O que o TST dizia antes de 2017
A Súmula 437 do TST consolidou uma interpretação que pesava no bolso do empregador: qualquer violação ao intervalo, ainda que parcial, resultava no pagamento do período integral com acréscimo de 50%. Funcionário que descansou 30 minutos em vez de 1 hora recebia 60 minutos de adicional como hora extra, não 30.
Pior: esse valor entrava na base de cálculo de FGTS, 13º, férias e demais reflexos. A conta crescia rápido. Uma empresa com 50 funcionários com esse problema sistematicamente acumulava passivo trabalhista de anos sem perceber. E o auditor fiscal identificava o padrão olhando o ponto eletrônico em minutos.
O que a Reforma Trabalhista efetivamente mudou
A Lei 13.467/2017 reescreveu o §4º do artigo 71 da CLT. Duas mudanças com impacto direto no caixa:
- Pagamento proporcional ao tempo suprimido: se o funcionário gozou 40 minutos e deveria gozar 60, a empresa paga apenas os 20 minutos não concedidos, com acréscimo de 50%.

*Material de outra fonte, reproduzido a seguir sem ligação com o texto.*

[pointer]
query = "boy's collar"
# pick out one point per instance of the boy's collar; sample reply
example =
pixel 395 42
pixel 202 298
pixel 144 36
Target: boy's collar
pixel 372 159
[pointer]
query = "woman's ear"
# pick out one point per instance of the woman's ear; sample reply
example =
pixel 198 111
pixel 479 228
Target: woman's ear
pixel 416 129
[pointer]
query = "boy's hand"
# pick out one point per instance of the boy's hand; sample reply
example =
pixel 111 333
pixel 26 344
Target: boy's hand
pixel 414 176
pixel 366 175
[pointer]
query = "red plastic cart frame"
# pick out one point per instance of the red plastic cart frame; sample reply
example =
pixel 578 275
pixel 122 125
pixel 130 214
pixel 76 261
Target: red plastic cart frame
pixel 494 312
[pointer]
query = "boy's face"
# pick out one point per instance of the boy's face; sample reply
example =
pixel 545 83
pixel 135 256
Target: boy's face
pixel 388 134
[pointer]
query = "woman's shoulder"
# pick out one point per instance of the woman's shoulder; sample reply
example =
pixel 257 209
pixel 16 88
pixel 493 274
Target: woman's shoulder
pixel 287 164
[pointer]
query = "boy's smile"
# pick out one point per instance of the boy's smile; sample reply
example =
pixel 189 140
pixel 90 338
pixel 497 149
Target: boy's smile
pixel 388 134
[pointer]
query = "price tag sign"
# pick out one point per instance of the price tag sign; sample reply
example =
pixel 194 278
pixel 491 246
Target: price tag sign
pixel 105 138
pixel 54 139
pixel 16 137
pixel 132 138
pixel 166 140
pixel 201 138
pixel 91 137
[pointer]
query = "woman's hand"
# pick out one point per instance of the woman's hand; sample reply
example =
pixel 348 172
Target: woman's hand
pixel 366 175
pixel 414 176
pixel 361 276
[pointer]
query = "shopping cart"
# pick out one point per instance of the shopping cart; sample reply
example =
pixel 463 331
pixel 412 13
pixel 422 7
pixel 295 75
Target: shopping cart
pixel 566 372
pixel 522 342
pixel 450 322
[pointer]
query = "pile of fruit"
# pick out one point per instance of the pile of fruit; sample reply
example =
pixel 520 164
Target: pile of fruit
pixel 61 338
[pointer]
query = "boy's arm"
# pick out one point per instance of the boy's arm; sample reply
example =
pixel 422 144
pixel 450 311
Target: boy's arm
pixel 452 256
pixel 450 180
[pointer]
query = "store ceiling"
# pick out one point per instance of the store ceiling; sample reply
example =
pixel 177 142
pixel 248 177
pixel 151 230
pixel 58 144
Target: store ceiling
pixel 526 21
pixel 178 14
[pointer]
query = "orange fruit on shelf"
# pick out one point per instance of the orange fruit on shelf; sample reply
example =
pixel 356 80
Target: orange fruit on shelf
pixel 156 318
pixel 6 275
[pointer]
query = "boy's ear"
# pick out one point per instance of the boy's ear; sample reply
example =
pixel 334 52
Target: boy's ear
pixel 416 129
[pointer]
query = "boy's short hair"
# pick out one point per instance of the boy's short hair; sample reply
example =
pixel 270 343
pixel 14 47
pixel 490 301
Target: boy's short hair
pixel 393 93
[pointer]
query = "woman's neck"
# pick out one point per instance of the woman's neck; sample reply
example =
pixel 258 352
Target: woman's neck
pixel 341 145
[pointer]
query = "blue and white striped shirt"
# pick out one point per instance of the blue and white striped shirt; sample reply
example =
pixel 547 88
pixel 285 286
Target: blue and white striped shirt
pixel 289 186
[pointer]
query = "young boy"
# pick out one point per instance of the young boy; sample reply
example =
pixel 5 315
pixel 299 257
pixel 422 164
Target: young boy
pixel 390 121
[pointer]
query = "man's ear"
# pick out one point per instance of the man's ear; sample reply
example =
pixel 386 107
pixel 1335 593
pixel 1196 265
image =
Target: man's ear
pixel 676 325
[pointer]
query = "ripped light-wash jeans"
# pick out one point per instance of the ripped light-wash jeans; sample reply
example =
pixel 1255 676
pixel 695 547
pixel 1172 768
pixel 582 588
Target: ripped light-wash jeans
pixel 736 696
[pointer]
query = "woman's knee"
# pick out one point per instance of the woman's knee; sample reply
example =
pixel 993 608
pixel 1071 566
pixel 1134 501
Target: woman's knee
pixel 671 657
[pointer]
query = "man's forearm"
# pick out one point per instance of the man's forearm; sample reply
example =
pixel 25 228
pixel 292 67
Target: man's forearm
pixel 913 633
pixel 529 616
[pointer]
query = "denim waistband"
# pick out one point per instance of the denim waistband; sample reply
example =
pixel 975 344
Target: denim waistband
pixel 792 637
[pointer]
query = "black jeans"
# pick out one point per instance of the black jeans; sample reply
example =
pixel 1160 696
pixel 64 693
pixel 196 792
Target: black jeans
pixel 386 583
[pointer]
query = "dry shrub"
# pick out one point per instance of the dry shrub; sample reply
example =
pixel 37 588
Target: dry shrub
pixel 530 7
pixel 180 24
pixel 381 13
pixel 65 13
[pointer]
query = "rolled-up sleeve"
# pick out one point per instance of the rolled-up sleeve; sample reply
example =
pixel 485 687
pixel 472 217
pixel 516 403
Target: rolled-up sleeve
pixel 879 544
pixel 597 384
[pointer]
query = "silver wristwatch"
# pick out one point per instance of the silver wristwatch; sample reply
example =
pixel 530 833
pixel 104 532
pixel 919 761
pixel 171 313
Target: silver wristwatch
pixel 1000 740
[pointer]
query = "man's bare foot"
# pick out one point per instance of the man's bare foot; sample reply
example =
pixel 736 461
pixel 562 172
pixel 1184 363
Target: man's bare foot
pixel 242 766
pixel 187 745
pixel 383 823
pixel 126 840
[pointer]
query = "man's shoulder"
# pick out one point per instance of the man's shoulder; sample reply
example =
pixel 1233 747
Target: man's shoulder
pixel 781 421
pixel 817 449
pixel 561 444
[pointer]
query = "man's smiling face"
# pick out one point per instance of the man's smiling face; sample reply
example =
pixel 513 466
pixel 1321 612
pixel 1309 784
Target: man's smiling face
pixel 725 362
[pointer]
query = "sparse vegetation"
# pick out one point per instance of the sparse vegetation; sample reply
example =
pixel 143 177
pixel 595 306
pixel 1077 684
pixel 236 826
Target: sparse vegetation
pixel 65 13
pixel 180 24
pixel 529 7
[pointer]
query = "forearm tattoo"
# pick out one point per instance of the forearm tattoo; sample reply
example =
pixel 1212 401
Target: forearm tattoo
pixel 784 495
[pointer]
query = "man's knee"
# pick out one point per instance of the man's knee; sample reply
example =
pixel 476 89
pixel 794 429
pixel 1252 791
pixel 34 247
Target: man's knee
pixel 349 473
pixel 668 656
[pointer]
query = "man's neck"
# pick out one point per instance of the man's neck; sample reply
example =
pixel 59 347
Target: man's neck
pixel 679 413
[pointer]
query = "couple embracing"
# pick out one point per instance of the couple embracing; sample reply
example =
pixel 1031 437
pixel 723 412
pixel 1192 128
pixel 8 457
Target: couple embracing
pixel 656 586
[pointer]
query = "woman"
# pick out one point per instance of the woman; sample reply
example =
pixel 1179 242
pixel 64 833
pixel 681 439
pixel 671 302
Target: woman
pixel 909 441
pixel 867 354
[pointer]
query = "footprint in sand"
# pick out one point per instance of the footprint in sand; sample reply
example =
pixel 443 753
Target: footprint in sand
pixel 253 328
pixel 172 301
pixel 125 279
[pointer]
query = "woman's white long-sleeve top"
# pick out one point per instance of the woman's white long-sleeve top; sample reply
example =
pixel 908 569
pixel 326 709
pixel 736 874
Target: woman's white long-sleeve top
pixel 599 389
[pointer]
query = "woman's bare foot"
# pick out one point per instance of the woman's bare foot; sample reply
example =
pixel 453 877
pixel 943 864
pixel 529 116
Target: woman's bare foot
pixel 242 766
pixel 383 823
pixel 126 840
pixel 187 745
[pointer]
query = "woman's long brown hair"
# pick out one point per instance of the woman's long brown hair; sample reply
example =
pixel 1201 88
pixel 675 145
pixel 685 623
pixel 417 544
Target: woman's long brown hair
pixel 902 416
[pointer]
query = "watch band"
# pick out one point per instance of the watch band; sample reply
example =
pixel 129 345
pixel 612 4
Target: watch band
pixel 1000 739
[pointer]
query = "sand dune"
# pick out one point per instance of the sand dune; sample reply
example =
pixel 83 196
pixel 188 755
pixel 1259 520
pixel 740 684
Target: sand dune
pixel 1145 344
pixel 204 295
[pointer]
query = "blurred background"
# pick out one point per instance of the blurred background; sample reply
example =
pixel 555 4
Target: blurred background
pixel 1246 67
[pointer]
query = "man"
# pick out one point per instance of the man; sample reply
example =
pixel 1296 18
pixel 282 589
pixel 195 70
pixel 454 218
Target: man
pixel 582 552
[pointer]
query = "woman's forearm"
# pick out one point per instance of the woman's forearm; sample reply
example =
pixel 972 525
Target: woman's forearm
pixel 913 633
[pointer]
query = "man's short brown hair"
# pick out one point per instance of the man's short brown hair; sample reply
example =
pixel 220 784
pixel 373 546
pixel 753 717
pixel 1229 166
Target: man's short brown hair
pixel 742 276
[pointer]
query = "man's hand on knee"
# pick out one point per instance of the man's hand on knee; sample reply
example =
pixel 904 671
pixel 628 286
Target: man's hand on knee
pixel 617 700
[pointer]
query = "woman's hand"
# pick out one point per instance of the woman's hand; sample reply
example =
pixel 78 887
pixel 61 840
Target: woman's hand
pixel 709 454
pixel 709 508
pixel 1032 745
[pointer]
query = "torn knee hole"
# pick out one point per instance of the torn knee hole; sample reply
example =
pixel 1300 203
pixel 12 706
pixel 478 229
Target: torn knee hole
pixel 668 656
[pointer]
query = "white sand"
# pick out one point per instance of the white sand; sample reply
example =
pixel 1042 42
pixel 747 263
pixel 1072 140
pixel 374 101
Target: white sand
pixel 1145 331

- Natureza indenizatória: o valor pago não integra o salário para cálculo de FGTS, 13º, férias e demais verbas. É indenização, não hora extra.
Na prática, essa mudança reduziu o custo da violação. Mas não o zerou. A empresa que suprime sistematicamente o intervalo continua com passivo, continua sujeita a autuação e, em ação trabalhista, ainda paga o período suprimido mais o adicional. A lógica mudou; o risco permanece.

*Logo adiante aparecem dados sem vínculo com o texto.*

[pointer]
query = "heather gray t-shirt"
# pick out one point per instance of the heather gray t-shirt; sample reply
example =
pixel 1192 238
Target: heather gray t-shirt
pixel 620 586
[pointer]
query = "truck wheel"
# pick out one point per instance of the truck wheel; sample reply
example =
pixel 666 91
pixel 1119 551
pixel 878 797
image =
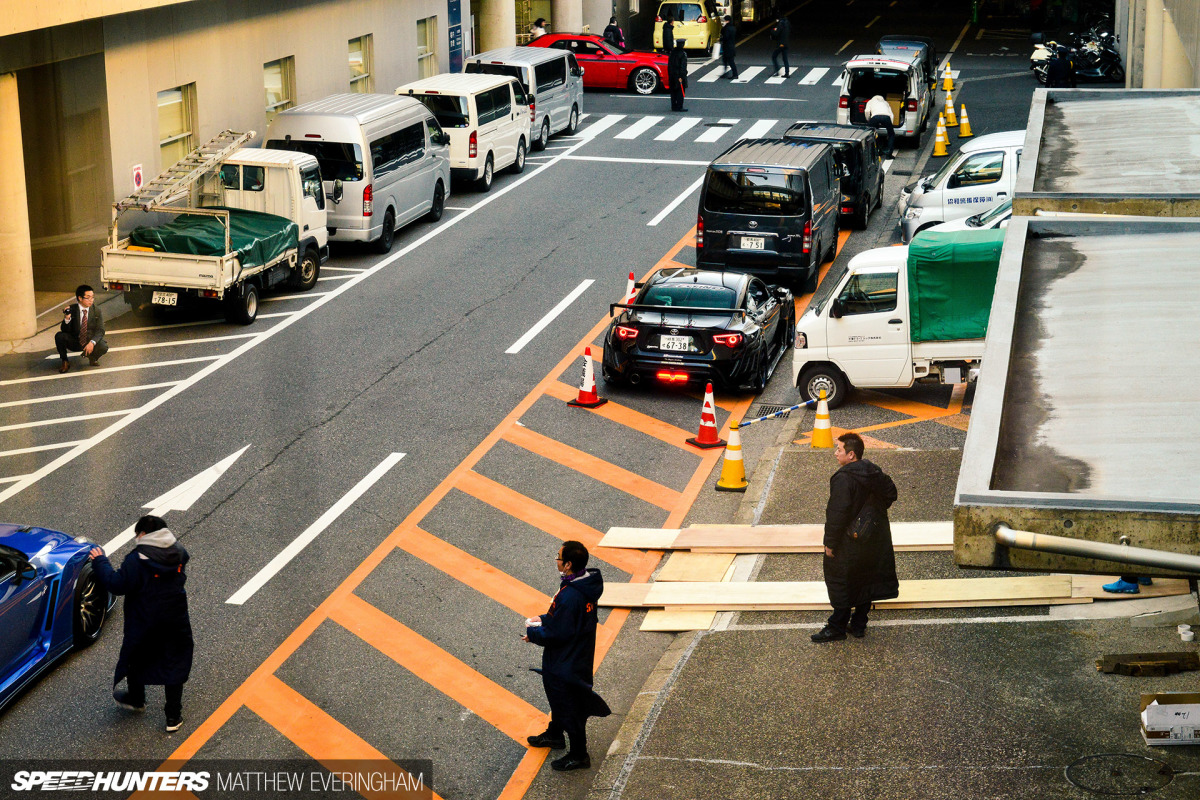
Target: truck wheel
pixel 825 377
pixel 243 307
pixel 306 272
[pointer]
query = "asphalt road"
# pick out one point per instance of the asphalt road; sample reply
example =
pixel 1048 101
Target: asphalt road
pixel 406 354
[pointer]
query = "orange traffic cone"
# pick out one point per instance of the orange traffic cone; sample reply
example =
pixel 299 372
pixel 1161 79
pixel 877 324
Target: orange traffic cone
pixel 588 396
pixel 707 435
pixel 733 473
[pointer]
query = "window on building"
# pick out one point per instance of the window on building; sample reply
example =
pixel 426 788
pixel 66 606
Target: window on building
pixel 361 61
pixel 279 79
pixel 177 126
pixel 427 47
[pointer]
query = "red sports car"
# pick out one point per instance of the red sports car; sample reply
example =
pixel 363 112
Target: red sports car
pixel 607 66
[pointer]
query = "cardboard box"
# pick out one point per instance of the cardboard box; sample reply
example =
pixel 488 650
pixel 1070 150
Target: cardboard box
pixel 1170 719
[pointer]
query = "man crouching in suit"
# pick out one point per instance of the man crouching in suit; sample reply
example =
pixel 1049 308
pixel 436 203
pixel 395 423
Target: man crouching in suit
pixel 83 329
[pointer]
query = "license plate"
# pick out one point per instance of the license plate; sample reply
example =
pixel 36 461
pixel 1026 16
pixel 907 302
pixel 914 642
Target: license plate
pixel 675 343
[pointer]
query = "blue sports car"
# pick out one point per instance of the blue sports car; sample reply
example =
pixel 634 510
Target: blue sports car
pixel 49 602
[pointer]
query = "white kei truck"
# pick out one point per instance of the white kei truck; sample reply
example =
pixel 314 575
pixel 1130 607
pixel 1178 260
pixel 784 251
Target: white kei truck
pixel 897 316
pixel 227 222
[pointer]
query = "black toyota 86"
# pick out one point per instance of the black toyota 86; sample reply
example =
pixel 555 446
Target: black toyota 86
pixel 689 325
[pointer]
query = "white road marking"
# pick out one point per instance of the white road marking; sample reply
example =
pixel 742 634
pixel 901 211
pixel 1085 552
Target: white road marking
pixel 814 76
pixel 639 127
pixel 748 74
pixel 661 215
pixel 540 325
pixel 312 531
pixel 149 346
pixel 759 130
pixel 65 419
pixel 677 130
pixel 100 371
pixel 31 401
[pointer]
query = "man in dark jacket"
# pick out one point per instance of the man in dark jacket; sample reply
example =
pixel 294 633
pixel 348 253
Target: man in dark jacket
pixel 859 563
pixel 729 48
pixel 677 76
pixel 82 329
pixel 568 635
pixel 156 648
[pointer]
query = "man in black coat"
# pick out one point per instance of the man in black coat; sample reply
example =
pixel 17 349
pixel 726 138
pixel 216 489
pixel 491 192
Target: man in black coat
pixel 859 564
pixel 568 637
pixel 729 48
pixel 82 329
pixel 156 648
pixel 677 76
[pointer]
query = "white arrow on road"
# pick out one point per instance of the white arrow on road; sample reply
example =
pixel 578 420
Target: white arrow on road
pixel 181 498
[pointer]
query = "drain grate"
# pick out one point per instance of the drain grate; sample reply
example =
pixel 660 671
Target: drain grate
pixel 1116 775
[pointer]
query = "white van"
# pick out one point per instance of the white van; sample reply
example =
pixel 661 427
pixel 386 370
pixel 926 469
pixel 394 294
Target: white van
pixel 981 175
pixel 384 161
pixel 552 79
pixel 899 80
pixel 487 119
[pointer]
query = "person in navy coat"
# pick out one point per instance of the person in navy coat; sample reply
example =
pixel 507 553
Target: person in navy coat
pixel 156 648
pixel 568 637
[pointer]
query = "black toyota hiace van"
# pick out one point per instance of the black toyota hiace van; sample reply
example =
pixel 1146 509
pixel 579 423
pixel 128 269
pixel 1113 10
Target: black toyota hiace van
pixel 769 208
pixel 858 164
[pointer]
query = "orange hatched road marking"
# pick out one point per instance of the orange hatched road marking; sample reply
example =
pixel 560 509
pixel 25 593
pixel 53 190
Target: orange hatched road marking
pixel 598 468
pixel 316 733
pixel 495 704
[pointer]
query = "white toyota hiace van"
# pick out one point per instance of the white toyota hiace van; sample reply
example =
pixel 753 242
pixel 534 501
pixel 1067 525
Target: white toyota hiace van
pixel 552 78
pixel 487 119
pixel 384 161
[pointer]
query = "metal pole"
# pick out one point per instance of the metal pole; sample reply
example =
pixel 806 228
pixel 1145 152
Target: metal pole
pixel 1122 553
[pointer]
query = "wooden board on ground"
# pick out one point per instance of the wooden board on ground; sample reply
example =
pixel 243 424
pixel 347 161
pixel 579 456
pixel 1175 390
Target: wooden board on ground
pixel 696 566
pixel 670 621
pixel 1092 585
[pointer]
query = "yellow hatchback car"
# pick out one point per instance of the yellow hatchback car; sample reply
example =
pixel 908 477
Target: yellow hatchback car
pixel 696 23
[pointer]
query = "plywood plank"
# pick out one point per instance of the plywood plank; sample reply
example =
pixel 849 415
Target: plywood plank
pixel 645 539
pixel 696 566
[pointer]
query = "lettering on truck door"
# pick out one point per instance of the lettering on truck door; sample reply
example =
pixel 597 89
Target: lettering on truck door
pixel 870 341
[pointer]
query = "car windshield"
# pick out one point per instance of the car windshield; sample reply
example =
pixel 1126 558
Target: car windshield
pixel 337 160
pixel 690 295
pixel 451 112
pixel 755 190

O custo real: exemplo com número
Considere um auxiliar administrativo com salário de R$ 3.000,00, jornada de 8 horas diárias e intervalo de 1 hora. A empresa libera apenas 30 minutos por dia, todos os dias úteis.
Antes de 2017: 1 hora de adicional por dia (período integral), integrando FGTS, férias, 13º e indenizações na rescisão. Acumulado em 5 anos, o passivo chegava a um valor que surpreendia até o próprio RH quando aparecia na planilha do advogado do reclamante.

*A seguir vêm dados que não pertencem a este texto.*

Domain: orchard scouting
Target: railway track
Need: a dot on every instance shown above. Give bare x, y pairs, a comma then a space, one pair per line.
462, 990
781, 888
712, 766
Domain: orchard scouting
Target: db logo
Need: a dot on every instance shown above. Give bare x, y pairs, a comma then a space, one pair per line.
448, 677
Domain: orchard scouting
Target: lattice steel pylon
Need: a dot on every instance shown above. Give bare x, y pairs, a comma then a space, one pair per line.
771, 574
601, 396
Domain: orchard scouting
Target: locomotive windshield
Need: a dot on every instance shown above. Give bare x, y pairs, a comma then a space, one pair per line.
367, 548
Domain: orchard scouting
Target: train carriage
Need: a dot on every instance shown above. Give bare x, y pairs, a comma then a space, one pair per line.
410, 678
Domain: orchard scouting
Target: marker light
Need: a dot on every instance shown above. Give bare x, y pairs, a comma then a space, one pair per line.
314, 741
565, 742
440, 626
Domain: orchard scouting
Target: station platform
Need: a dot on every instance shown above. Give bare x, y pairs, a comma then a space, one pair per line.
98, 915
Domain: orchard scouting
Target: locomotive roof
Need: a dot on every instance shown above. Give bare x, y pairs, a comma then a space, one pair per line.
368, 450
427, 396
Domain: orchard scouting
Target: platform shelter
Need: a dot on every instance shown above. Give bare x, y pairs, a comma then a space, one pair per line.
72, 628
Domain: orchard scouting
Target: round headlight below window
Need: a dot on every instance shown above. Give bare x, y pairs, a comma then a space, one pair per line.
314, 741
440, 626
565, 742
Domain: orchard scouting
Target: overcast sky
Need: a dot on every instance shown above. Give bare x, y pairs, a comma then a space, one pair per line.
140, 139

Depois de 2017: 30 minutos por dia com adicional de 50%, sem reflexos sobre outros direitos. A conta é menor, mas não é zero. E o risco de autuação pelo auditor fiscal do trabalho permanece intacto, porque a violação continua sendo violação.
O que ainda divide os tribunais
Nossa leitura: a mudança de 2017 está razoavelmente consolidada para contratos posteriores à reforma. Mas há dois pontos que ainda chegam aos tribunais com frequência suficiente para preocupar.
Primeiro, os contratos anteriores a novembro de 2017. Muitas ações cobram o período pré-reforma com os critérios da Súmula 437, e os tribunais têm admitido isso quando o fato gerador ocorreu antes da nova lei. Segundo, o debate sobre o que conta como "intervalo não gozado" versus "intervalo parcialmente gozado". Há decisões divergentes sobre casos em que o ponto eletrônico registra a saída para o almoço, mas o trabalho efetivamente continuou, documentado por e-mails, ordens de produção ou depoimentos de colegas.
O que fazer esta semana
Se a empresa ainda não tem rotina clara de controle de intervalo, esses são os passos mínimos:
- Auditar os registros de ponto dos últimos 5 anos (prazo prescricional para ações trabalhistas após a reforma)
- Verificar se contratos ou acordos coletivos autorizam redução de intervalo e se essa autorização foi devidamente homologada
- Implementar controle eletrônico que registre saída e retorno do intervalo separadamente da entrada e saída da jornada
- Treinar gestores diretos: funcionário que almoçou rápido e voltou logo não é produtividade, é passivo trabalhista em formação
- Para empresas com turnos ou jornadas diferenciadas, conferir se a regra do intervalo proporcional está sendo aplicada corretamente por categoria profissional
Falando sério: esse é o tipo de violação que parece pequena no dia a dia e aparece grande na rescisão ou na ação coletiva. O auditor fiscal identifica o padrão no ponto eletrônico em minutos. O reclamante, via advogado, calcula o acumulado de 5 anos numa planilha. A empresa descobre o tamanho do problema tarde demais.
O controle do intervalo intrajornada não é burocracia de RH. É gestão de passivo trabalhista. Trate assim.